Tradicionalmente, o Yoga foi ensinado em espaços pequenos, para grupos reduzidos ou até mesmo de forma individual. As mesmas soluções que funcionaram no passado, como ilustra o exemplo do mestre Krishnamacharya, que ensinava num exíguo cômodo da própria casa, continuam funcionando e sendo aplicadas por muitos bons professores até hoje. Provavelmente, essas salas de prática não terão letreiros luminosos com logotipos bem-bolados à porta. Provavelmente, não são lugares muito visíveis ou fáceis de se achar.
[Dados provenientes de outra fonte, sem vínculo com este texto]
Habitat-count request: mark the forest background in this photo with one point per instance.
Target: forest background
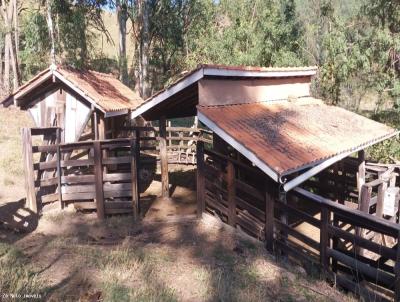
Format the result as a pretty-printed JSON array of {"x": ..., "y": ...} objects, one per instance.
[{"x": 150, "y": 43}]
Provavelmente, também, os professores que você encontre nesses lugares serão praticantes dedicados que, por estarem em casa, não têm o rabo preso ou receio de perder o emprego se falarem sobre a espiritualidade.

O praticante deve estar disposto a fazer frente, sozinho, a quaisquer dificuldades que possam aparecer em seu caminho. Dentre elas, podem surgir como obstáculos internos o desalento, a falta de motivação, a inércia ou a instabilidade emocional. Os obstáculos externos que o yogi encontra atualmente incluem professores despreparados ou fúteis, bem como essas sedutoras firmas com suas instalações, folhetos e websites moderninhos, mas vazios. Cabe a cada um, usando o bom-senso, evitar cair nessas armadilhas e trilhar pacificamente seu próprio caminho em direção à liberdade. Namaste!